Cervical disc herniation, commonly known as a neck disc herniation, occurs when the soft center of a cervical disc (nucleus pulposus) pushes through its outer ring (annulus fibrosus) and compresses nearby spinal nerves or, rarely, the spinal cord itself.

This condition can cause neck pain, arm pain, and numbness or weakness in the upper limbs.

While many patients improve with conservative therapy, persistent or severe nerve compression may require microsurgical or endoscopic decompression for lasting relief and neurological recovery.

Symptoms

The symptoms depend on which cervical level is affected — most commonly C5–C6 and C6–C7, where nerves travel to the arms and hands.

Common symptoms include:

  • Neck pain radiating to the shoulder, arm, or hand
  • Numbness or tingling in the fingers or forearm
  • Arm weakness (difficulty lifting or gripping objects)
  • Pain worsened by neck movement or sneezing
  • Loss of reflexes in the arm
  • In severe or advanced cases:
    Spinal cord compression (myelopathy) — causing gait imbalance, clumsiness in hands, or urinary urgency

These findings indicate progressive nerve compression that requires urgent evaluation.

Diagnosis

MRI of the cervical spine is the gold standard for diagnosing disc herniation and determining nerve or spinal cord compression.

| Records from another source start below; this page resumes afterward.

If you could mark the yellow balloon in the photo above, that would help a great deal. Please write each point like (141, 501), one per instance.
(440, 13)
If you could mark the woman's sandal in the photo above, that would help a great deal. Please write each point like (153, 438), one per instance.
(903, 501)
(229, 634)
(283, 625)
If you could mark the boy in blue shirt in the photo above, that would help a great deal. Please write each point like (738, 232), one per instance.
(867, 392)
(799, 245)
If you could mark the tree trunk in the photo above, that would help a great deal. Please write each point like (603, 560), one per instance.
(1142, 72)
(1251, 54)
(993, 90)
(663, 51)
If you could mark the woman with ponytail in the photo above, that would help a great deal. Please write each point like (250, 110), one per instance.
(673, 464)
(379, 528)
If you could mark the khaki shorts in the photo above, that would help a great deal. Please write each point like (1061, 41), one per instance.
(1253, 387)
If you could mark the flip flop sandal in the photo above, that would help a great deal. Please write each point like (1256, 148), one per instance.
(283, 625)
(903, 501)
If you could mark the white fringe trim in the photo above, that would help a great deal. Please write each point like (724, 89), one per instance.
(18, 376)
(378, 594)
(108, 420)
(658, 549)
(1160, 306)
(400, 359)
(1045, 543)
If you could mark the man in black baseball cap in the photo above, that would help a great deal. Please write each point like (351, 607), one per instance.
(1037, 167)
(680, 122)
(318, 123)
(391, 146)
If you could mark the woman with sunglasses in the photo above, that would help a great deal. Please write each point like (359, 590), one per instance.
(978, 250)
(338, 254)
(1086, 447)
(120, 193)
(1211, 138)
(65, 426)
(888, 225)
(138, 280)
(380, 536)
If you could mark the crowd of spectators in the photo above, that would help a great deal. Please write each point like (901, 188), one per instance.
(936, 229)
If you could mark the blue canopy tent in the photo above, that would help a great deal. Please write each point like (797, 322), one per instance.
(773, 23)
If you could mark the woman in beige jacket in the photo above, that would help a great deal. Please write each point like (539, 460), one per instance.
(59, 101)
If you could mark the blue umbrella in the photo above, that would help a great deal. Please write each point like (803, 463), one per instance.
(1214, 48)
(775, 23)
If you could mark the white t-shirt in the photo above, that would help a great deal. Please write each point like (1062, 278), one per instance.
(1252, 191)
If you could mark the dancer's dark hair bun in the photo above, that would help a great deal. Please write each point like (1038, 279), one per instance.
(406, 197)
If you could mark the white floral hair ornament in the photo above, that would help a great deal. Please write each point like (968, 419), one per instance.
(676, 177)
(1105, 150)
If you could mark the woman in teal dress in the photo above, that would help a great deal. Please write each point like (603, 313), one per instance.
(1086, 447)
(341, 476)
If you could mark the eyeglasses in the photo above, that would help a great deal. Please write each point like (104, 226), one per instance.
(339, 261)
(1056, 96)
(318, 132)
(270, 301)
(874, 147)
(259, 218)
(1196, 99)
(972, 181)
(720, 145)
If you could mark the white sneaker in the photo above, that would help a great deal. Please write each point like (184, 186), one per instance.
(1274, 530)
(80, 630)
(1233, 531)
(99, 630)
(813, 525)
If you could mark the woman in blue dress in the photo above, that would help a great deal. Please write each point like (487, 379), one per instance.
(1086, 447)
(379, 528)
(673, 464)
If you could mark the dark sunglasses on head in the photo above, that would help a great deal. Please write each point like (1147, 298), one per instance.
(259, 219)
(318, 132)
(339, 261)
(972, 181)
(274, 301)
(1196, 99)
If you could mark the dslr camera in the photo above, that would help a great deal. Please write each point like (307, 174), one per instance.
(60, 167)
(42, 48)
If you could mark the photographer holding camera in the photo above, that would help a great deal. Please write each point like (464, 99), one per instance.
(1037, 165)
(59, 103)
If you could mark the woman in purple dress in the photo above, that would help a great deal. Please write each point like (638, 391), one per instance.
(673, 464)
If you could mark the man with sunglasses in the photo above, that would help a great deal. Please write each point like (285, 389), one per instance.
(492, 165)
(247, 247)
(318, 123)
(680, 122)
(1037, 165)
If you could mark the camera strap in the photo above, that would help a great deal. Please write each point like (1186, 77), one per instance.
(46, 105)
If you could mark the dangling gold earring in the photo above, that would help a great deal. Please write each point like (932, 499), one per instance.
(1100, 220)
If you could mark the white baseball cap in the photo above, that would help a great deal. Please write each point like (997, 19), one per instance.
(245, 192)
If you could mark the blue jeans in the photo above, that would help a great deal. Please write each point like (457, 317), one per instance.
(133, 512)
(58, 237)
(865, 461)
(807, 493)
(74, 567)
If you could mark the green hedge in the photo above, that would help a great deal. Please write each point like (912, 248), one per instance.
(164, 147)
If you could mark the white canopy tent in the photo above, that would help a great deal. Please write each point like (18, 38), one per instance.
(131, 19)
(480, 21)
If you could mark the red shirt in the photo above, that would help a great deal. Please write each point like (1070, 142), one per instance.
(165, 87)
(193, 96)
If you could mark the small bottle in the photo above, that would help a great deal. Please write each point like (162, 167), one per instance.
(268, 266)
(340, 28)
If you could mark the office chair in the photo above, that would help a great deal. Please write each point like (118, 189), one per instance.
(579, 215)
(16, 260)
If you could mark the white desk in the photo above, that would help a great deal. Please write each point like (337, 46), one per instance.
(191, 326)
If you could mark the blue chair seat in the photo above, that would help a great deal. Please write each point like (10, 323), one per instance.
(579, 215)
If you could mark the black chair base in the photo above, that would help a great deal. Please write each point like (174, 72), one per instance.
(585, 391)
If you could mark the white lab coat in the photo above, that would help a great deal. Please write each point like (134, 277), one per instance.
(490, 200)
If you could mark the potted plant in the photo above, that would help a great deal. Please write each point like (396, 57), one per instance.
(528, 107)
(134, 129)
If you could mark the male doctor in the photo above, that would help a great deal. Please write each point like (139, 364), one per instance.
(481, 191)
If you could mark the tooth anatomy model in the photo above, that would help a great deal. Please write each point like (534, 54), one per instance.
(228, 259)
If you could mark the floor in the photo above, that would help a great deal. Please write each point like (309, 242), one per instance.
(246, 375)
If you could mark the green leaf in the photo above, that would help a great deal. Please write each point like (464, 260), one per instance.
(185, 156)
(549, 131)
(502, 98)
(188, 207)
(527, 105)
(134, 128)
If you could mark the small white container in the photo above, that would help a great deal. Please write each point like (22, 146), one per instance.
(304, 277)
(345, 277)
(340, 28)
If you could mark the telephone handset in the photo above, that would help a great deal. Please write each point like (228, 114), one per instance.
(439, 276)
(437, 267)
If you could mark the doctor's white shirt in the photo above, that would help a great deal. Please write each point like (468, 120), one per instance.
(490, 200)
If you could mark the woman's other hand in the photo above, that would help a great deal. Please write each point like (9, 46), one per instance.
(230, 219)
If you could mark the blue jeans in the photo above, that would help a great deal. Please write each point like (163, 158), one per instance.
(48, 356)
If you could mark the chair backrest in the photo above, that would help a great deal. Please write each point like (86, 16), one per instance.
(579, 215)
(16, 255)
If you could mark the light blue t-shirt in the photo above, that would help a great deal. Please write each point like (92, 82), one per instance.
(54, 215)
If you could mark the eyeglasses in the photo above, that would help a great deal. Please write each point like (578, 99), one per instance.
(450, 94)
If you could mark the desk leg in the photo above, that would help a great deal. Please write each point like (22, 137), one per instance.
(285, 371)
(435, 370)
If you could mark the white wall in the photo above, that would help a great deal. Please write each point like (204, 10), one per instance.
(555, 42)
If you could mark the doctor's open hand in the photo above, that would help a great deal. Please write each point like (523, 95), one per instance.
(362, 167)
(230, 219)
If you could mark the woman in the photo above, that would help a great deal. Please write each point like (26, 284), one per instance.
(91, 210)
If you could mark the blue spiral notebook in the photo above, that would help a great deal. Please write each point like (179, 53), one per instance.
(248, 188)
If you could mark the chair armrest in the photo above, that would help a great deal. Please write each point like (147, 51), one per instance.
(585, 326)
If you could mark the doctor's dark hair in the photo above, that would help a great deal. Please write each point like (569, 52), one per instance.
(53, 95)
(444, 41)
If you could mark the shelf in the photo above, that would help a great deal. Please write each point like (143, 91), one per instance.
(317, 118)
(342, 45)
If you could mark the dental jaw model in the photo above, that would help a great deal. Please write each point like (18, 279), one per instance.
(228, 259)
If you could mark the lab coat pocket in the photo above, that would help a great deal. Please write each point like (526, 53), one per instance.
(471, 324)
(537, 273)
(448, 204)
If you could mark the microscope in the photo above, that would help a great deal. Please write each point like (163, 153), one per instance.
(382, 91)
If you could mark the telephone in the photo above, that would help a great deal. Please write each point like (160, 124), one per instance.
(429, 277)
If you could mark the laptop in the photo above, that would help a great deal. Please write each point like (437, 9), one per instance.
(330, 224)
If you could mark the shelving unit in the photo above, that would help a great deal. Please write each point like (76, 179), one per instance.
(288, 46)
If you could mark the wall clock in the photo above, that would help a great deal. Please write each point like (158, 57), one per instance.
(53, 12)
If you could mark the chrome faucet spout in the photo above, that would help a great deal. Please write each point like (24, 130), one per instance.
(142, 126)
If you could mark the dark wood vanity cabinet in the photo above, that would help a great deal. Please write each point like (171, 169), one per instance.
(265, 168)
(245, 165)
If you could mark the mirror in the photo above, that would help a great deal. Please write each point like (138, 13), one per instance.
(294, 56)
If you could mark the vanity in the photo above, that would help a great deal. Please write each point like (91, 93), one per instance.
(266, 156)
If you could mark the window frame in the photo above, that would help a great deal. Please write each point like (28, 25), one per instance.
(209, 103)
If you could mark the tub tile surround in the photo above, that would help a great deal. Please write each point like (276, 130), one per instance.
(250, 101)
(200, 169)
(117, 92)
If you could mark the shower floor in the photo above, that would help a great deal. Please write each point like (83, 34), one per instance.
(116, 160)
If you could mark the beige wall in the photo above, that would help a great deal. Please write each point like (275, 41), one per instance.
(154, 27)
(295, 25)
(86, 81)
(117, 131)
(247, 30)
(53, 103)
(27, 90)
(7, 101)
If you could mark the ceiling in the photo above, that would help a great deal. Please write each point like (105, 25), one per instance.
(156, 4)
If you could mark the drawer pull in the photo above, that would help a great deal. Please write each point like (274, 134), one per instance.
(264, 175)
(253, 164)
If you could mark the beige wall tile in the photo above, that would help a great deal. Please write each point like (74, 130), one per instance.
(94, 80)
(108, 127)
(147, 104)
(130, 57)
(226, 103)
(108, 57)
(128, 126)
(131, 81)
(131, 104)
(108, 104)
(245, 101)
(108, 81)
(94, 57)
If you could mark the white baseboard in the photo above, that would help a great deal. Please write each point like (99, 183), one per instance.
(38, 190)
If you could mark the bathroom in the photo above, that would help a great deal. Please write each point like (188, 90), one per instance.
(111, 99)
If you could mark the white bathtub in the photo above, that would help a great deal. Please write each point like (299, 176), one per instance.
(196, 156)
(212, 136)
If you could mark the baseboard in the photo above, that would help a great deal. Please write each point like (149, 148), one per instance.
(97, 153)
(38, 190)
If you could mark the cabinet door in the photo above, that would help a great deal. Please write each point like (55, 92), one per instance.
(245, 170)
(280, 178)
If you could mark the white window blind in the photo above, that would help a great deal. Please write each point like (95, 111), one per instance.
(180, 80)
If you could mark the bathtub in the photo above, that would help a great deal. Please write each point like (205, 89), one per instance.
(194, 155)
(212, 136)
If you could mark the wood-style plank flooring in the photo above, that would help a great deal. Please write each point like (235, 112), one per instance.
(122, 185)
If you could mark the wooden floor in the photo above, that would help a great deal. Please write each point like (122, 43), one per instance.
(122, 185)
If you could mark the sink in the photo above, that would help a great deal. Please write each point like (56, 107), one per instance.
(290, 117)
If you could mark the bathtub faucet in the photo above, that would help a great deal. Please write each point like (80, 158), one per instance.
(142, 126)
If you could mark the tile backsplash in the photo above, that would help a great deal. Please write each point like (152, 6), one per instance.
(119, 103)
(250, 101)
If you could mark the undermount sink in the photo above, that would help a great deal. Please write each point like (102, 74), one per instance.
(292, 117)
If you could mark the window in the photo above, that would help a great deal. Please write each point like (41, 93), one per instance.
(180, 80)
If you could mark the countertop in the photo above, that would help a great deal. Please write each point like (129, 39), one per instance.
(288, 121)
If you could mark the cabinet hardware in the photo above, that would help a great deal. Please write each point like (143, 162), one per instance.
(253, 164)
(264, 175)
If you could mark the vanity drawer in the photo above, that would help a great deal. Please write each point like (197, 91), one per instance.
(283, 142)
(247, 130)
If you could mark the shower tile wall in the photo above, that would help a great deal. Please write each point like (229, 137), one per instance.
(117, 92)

CT scan may be used to assess bone spurs or degenerative changes.

Electromyography (EMG) helps localize the affected nerve root in complex cases.

A thorough neurological examination assesses muscle strength, reflexes, and sensory changes to guide treatment decisions.

Treatment Options

1. Conservative (Non-Surgical) Management

  • Short rest and activity modification
  • Pain-relieving and anti-inflammatory medications
  • Physical therapy and neck stabilization exercises
  • Cervical traction and posture correction
  • Epidural or selective nerve root injections for persistent pain

Most patients experience significant improvement within 6–8 weeks.

2. Microsurgical Discectomy (Anterior Cervical Discectomy and Fusion – ACDF)

For cases with persistent pain, weakness, or spinal cord compression, microsurgical discectomy through a small anterior (front) incision provides direct decompression of the nerve and spinal cord.

The disc is removed, and the space is reconstructed with a titanium cage or artificial disc, restoring height and stability.

This approach achieves excellent long-term results with minimal tissue disruption.

3. Posterior Keyhole Sequestrectomy

In selected cases — especially when the herniated fragment is lateral or foraminal — a posterior keyhole sequestrectomy can be performed.

Through a small posterior incision, only the herniated fragment (sequestrated disc) is removed under microscopic vision, preserving most of the native disc and spinal motion.

This minimally invasive approach offers rapid recovery, less postoperative pain, and shorter hospital stay.

4. Endoscopic or Motion-Preserving Techniques

In selected patients, endoscopic discectomy or cervical disc replacement (arthroplasty) can relieve compression while preserving natural neck motion.

These techniques offer faster recovery and reduced postoperative stiffness.

Recovery & Follow-Up

Most patients can return home within 24–48 hours after surgery.

Early neck mobilization and gentle stretching are encouraged.

Physical therapy begins within 2–3 weeks to strengthen neck and shoulder muscles.

Full recovery, including nerve function improvement, typically occurs within 4–6 weeks, depending on the degree of preoperative compression.

Follow-up MRI is done when symptoms persist or to assess fusion progress after ACDF.

When to See a Neurosurgeon

If you experience radiating arm pain, hand weakness, numbness, or difficulty walking or balancing, you should seek immediate neurosurgical evaluation.

Early diagnosis prevents permanent spinal cord damage and ensures full recovery of nerve function.